Chronic depression, tired of life, dementia… an Amsterdam conference discusses controversial reasons for euthanasia as Dutch cases rise 75% in five years, writes Senay Boztas
The woman had a three year old daughter, and was just 34 years old. But after years of suffering with a personality disorder, PTSD and chronic depression, she didn’t want to live any more.
Because she was in the Netherlands, this woman did not commit suicide. Instead, she said goodbye to her loved ones and prepared a memorial for her daughter to open when she was older. Her euthanasia was administered by psychiatrist Paulan Stärcke at the End-of-Life clinic in The Hague.
‘I interviewed her parents the year after her death,’ says Stärcke. ‘They expressed gratitude that her life could end this way and not in a violent one. The contact between the father and [child’s] grandparents was repaired in the process of the euthanasia. They were sure, and I was as well, that her mother would die by suicide if I didn’t help her die.’

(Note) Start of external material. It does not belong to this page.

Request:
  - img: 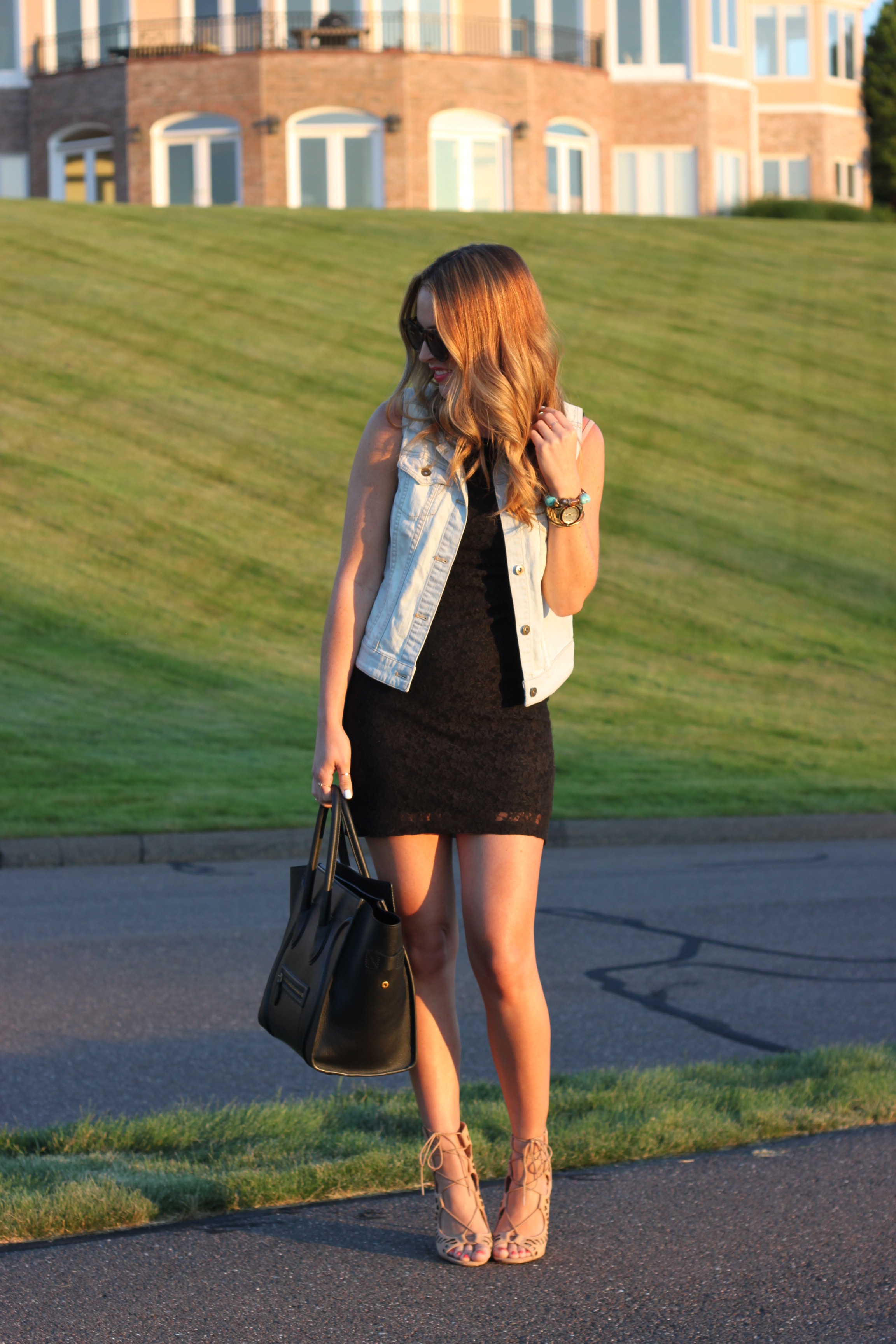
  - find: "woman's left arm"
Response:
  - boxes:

Stärcke, speaking at the Euthanasia 2016 conference in Amsterdam on Thursday, intends to show delegates a video of this, and an interview with the son of an 84-year-old woman, who chose euthanasia due to chronic depression.
‘He felt the way his mother died, funny to say it, was rather beautiful,’ Stärcke says. ‘She was in the midst of her family. Her husband was in the throes of dementia and was very angry at first, but held her hand.’

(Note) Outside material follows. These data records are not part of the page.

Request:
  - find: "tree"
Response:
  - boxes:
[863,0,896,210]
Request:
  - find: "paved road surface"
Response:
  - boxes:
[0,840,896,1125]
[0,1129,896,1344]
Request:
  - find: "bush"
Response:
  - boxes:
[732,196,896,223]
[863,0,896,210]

Euthanasia is a controversial topic, not just in the Netherlands but also abroad. Canada is currently divided by a proposed assisted dying law. Reports of Dutch cases spark outrage in the UK, where it is a crime to help someone die, but one Briton a month travels to the Swiss Dignitas clinic for euthanasia.
Although the vast majority of cases in the Netherlands are for cancer victims, those granted euthanasia for mental health problems has risen from just two in 2010 to 56 people last year – alongside a 75% rise in total euthanasia requests in this period, to 5,516 last year. Euthanasia represents 4% of the 140,000 annual deaths.
Earlier this week, Britain’s Daily Mail exploded at the publication of details on one Dutch sex abuse victim granted euthanasia in her 20s, suffering conditions including chronic depression, self-harming, and ‘therapy resistant’ anorexia.
It quoted Labour MP Robert Flello calling the case ‘horrendous’, and adding: ‘it almost sends the message that if you are the victim of abuse, and as a result you get a mental illness, you are punished by being killed.’
There are Dutch academics who are worried about growing numbers of euthanasia for mental health issues (1% of cases) and with dementia (2%): earlier this year, government guidelines said a ‘living will’ can represent the wishes of someone with advanced dementia even if they can no longer make these clear.
But Dr Erwin Kompanje, assistant professor of clinical ethics at Erasmus MC University Medical Centre, believes ‘unbearable suffering can no longer be measured in a patient with dementia’ and in a psychiatric patient it is ‘difficult to judge [if] everything has been tried in a therapeutic sense’.
Dutch euthanasia law, introduced in 2002, only allows doctors to administer euthanasia, and only under strict conditions.
These include a doctor being satisfied someone is voluntarily requesting a well-considered euthanasia, feels ‘unbearable suffering’ with no hope of relief, and consults at least one other physician (who does not need to agree). Children from 12-18 are covered by the law, and every case is assessed post-euthanasia by the RTE regional review commission. This body can refer those that didn’t meet ‘due care’ criteria to the public prosecutor and health inspectors.
Recognition for psychiatric reasons for euthanasia has grown, campaigners say, after the award-winning 2014 documentary (in Dutch) by Elena Lindemans, ‘Mothers don’t jump from buildings’. The wrenching film, scheduled at the conference, tells the story of her mother who jumped from a block of flats in 2002 because she was unable to persuade doctors to help her die.
‘There is more understanding in the Netherlands through this film,’ says Jeannette Croonen, co-founder of the campaigning Euthanasia in Psychiatry foundation. Her daughter, Monique, suffocated by tying a bag over her head in 2008, after being refused euthanasia for psychiatric reasons.
‘You feel powerless,’ she says. ‘You see your child in enormous suffering and you can’t help them. I know someone whose son had euthanasia three years ago, and her experience is very different. It grieves me every time I think of the manner of [Monique’s] death. So I keep doing this to stop other people having the same experience.’
Stärcke believes psychiatrists are ‘too hesitant’ about agreeing to requests from mental health patients and euthanasia is widely misunderstood abroad.
It is not execution, she says: ‘It is an execution of the wish of a patient. You can prepare for euthanasia, you can say goodbye and it can be a loving memory, not only hurt. Suicide is only hurt.’